# Jessica & Salem



## Fuzzy_moo (Mar 9, 2011)

Jessica the siamese (who is living with my mom as I recently moved out into my own property) and Salem who unfortunately passed away 14 months ago at the age of 18.


----------



## merothe (Jun 4, 2010)

Awww they look lovely! They look like they are planning trouble


----------



## Fuzzy_moo (Mar 9, 2011)

merothe said:


> Awww they look lovely! They look like they are planning trouble


Thanks  and just the siamese is planning!
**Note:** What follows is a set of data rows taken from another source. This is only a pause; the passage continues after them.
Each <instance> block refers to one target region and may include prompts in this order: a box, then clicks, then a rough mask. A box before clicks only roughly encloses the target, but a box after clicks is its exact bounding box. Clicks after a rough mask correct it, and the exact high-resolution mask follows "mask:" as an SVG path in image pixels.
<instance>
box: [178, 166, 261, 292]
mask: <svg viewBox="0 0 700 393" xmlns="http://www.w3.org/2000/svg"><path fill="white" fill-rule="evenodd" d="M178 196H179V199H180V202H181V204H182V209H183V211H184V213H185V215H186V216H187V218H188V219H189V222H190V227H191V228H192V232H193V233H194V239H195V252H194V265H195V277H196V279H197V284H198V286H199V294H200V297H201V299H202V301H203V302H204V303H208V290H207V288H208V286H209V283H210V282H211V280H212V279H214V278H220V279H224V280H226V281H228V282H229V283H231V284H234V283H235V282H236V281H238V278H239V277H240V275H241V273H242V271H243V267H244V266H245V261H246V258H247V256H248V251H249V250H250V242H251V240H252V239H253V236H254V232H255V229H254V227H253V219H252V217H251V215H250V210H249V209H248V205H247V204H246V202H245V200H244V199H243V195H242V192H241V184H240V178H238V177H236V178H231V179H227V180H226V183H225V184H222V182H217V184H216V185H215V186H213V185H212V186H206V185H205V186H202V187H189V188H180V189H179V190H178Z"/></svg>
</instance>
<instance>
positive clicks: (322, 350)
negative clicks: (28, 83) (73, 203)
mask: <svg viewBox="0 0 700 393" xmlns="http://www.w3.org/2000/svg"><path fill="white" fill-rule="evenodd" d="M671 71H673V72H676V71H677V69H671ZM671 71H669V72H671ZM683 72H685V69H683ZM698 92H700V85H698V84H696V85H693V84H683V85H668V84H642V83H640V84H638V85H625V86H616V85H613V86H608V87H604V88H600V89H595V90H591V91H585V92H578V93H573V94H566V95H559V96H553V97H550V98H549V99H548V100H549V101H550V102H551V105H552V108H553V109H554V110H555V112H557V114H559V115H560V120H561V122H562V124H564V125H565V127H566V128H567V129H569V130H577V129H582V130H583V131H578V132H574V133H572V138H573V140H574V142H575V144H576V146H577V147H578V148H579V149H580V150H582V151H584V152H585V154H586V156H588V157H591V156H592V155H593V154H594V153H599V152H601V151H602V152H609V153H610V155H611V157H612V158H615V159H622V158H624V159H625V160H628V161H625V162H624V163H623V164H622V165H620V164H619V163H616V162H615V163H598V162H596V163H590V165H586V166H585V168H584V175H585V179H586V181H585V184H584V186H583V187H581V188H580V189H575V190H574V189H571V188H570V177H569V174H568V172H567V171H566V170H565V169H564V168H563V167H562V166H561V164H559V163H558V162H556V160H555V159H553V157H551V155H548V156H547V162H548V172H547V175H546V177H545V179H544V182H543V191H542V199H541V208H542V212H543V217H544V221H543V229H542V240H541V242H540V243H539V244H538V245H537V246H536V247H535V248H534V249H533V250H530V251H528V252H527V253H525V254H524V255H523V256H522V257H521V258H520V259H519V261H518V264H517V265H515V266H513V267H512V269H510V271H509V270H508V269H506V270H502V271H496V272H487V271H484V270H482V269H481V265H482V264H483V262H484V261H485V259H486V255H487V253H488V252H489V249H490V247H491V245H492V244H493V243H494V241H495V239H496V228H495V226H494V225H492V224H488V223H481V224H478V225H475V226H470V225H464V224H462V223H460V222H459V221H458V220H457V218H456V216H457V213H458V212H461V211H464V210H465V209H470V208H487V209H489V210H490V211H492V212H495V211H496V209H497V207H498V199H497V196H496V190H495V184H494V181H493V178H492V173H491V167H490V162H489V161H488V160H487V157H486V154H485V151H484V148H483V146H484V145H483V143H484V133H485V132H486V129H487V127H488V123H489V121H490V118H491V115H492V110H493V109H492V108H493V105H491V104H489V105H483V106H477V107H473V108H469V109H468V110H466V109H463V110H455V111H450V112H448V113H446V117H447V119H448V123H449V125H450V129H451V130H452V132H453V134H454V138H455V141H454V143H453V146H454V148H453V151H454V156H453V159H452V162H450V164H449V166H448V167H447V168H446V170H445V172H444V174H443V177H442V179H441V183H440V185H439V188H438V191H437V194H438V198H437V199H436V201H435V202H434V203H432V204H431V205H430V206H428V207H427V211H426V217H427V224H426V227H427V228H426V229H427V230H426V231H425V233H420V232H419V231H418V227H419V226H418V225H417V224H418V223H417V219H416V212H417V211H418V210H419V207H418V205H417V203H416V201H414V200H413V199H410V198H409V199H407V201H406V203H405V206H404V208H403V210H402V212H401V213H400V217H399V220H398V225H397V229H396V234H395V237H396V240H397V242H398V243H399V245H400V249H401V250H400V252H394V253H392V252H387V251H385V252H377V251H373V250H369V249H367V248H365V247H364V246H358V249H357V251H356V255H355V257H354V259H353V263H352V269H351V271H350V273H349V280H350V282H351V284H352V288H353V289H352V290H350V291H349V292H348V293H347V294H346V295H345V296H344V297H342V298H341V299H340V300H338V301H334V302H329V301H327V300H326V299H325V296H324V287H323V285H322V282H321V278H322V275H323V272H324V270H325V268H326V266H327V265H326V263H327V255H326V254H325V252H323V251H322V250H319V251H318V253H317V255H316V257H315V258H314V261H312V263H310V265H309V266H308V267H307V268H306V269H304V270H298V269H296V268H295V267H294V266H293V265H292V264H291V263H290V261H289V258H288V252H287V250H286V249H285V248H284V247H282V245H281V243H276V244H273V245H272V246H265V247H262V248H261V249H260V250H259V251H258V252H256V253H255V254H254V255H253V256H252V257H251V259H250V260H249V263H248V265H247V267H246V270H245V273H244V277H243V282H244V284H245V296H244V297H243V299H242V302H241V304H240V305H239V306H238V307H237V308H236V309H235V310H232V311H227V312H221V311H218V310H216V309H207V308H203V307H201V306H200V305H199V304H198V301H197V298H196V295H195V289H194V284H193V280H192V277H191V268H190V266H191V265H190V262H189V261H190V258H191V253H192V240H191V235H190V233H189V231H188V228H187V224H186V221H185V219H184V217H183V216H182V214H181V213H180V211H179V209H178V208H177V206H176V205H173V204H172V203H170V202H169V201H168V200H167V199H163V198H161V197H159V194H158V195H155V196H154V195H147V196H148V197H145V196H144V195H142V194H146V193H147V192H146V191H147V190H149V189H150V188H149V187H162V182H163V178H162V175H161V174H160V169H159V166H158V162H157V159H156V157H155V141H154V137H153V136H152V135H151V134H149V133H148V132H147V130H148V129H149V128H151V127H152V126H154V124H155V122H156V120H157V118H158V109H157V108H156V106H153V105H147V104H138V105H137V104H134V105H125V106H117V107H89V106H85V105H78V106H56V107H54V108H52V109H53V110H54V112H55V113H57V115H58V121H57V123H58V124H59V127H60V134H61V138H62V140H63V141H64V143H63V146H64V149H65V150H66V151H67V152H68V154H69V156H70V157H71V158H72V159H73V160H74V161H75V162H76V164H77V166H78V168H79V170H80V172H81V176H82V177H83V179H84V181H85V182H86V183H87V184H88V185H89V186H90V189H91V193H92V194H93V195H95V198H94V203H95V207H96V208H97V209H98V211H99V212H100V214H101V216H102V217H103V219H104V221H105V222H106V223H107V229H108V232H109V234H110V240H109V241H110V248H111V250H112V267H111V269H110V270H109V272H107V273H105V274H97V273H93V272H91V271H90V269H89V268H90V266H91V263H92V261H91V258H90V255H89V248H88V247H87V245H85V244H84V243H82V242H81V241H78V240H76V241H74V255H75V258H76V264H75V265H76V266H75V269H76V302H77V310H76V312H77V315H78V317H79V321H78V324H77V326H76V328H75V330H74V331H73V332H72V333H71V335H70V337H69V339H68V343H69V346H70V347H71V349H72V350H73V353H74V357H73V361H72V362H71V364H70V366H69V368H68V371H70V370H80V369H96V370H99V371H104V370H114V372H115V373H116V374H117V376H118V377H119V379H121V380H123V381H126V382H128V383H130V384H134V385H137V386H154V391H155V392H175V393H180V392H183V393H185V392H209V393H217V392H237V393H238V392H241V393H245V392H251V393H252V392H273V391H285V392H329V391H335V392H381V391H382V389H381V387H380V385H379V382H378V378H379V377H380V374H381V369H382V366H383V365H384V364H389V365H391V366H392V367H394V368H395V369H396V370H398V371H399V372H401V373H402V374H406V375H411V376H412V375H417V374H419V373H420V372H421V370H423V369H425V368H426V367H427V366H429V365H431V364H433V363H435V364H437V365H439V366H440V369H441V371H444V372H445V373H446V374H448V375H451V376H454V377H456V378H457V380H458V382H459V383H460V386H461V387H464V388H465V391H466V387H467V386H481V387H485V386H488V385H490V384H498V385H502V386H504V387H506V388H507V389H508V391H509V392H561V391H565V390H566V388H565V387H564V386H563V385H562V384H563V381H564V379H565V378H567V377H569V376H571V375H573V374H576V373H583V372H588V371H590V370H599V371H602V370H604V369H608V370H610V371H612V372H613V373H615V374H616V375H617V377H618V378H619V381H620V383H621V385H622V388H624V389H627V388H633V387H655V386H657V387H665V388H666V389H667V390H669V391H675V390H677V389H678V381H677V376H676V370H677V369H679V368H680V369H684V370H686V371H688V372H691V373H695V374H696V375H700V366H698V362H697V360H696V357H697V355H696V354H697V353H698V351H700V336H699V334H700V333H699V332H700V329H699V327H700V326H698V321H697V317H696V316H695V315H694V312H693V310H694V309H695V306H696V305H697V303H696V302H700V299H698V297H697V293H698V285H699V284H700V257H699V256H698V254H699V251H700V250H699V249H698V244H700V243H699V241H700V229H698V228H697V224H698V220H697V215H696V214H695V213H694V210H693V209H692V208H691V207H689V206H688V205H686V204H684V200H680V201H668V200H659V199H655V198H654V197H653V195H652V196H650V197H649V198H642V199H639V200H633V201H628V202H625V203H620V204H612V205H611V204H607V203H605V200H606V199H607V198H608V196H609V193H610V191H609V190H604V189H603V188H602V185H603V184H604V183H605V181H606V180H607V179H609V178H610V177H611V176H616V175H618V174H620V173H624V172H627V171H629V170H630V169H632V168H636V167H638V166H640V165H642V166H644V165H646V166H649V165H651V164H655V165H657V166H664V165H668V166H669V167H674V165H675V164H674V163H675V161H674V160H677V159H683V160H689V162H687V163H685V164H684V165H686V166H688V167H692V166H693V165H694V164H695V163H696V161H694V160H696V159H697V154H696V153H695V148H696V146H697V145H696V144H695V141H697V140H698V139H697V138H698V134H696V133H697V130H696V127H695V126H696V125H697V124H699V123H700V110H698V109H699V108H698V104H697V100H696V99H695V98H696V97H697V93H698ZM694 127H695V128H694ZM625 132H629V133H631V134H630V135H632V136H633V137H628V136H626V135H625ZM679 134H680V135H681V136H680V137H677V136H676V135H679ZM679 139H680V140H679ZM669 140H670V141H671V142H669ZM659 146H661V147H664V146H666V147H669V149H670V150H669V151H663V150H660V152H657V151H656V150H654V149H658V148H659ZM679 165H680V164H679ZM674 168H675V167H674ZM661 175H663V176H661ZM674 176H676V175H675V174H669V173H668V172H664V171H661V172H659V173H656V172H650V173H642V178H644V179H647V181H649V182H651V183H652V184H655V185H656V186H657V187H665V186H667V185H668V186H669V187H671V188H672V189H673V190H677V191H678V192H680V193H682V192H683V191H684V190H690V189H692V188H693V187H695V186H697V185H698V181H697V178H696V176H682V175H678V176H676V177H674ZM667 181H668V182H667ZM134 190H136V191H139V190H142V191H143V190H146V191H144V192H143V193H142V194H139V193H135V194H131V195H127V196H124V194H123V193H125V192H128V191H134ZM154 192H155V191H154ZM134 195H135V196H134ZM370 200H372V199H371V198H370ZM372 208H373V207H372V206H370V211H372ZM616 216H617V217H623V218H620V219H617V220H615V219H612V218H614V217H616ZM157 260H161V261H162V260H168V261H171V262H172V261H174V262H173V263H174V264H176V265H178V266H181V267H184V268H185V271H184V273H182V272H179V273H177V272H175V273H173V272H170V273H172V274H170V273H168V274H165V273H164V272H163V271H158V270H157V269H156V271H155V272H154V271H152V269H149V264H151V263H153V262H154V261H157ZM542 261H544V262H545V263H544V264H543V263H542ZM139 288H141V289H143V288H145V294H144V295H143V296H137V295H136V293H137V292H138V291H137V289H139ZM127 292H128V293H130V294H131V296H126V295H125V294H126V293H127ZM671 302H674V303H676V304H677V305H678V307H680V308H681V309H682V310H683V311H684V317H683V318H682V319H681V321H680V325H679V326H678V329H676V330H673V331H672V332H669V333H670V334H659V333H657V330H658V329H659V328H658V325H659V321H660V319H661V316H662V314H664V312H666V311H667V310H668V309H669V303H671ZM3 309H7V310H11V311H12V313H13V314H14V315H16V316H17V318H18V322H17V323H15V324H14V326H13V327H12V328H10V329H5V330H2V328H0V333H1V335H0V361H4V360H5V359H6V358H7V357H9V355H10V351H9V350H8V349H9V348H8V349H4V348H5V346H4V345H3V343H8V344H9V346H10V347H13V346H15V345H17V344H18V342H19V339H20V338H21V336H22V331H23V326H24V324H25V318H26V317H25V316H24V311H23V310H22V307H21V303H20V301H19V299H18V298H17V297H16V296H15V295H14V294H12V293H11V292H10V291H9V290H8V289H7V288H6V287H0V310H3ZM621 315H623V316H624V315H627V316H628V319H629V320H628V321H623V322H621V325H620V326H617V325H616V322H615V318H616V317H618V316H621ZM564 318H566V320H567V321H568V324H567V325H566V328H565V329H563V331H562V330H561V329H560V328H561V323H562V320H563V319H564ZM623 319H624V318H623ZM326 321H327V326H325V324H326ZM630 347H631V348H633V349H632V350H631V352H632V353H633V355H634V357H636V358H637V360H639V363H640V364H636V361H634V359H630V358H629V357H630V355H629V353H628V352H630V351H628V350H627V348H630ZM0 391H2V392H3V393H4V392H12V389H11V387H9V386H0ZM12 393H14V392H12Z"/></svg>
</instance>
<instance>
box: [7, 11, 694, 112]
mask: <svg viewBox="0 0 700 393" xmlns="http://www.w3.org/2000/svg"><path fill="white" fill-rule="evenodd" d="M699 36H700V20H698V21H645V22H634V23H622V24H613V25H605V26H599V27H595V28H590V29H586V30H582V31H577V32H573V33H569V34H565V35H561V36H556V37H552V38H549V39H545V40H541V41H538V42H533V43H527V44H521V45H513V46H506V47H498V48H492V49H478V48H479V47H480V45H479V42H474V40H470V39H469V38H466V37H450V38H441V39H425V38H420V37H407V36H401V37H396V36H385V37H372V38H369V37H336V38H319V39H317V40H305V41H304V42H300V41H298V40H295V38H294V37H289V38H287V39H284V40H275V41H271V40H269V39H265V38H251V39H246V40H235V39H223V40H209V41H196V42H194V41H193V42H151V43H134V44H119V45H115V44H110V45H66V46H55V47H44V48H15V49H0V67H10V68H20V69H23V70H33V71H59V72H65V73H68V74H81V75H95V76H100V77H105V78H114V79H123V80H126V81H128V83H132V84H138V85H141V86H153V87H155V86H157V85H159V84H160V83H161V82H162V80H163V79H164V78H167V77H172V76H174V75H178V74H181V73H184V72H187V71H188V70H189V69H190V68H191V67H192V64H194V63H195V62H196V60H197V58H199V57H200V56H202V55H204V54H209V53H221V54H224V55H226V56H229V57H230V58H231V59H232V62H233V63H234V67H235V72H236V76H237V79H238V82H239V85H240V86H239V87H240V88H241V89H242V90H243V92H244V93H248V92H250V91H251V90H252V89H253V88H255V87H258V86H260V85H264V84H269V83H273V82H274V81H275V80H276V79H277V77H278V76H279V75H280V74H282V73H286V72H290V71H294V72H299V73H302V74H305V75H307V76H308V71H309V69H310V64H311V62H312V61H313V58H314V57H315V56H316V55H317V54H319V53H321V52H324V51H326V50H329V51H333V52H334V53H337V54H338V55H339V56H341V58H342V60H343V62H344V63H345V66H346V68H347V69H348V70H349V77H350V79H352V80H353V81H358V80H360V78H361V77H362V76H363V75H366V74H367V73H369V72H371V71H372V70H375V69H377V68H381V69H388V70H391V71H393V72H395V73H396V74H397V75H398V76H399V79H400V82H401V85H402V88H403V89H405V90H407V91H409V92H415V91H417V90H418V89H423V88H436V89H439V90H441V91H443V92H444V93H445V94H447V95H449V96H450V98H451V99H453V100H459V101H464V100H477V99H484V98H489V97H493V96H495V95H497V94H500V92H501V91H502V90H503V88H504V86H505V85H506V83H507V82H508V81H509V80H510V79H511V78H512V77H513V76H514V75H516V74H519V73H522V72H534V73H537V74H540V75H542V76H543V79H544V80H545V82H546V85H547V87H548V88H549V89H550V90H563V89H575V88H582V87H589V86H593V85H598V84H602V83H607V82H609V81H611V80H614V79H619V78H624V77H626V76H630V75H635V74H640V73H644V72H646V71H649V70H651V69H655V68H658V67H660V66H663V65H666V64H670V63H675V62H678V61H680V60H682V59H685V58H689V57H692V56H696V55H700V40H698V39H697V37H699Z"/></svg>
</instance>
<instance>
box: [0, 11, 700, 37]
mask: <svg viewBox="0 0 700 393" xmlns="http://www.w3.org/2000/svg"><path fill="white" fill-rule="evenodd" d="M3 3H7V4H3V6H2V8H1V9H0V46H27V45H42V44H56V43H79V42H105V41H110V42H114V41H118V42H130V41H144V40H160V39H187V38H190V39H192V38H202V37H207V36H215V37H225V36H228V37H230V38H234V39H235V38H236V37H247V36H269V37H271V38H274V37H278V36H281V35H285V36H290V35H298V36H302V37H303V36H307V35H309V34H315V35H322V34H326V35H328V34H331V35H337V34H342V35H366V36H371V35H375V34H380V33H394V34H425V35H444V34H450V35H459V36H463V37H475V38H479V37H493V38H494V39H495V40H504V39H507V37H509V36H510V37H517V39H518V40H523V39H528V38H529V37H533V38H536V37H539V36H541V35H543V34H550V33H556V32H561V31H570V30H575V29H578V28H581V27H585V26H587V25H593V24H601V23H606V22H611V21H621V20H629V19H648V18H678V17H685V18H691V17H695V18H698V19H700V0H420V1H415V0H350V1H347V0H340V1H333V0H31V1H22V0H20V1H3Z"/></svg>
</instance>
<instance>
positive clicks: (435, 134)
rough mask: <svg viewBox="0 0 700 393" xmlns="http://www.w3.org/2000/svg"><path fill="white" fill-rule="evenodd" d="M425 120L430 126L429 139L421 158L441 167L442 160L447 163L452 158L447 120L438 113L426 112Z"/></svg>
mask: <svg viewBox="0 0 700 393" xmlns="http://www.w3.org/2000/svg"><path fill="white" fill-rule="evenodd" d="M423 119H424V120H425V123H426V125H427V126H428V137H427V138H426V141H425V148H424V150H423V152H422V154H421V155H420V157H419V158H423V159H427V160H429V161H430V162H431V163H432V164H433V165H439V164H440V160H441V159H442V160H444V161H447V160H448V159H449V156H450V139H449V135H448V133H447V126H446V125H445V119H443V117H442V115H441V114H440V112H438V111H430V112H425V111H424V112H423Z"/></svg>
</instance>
Salem wasn't the brightest cookie in the jar  loved him all the same though


----------



## merothe (Jun 4, 2010)

Well every evil genius needs a sidekick


----------



## popoki (Dec 28, 2010)

merothe said:


> Well every evil genius needs a sidekick


:lol:

cute cats!


----------



## katie200 (May 11, 2009)

Awww cute cats


----------



## Petitepuppet (May 30, 2009)

aww lovely cats x


----------



## colliemerles (Nov 2, 2007)

_what a lovely picture, sorry that Salem is no longer here , i hope you have lots of happy memories of him, _


----------



## Dally Banjo (Oct 22, 2009)

Awwwwwwwwwwwwwwwwwwwwwwwwwwwwwwwwwwwwwwww :001_wub::001_wub: such a shame about Salem  18 is a good age though


----------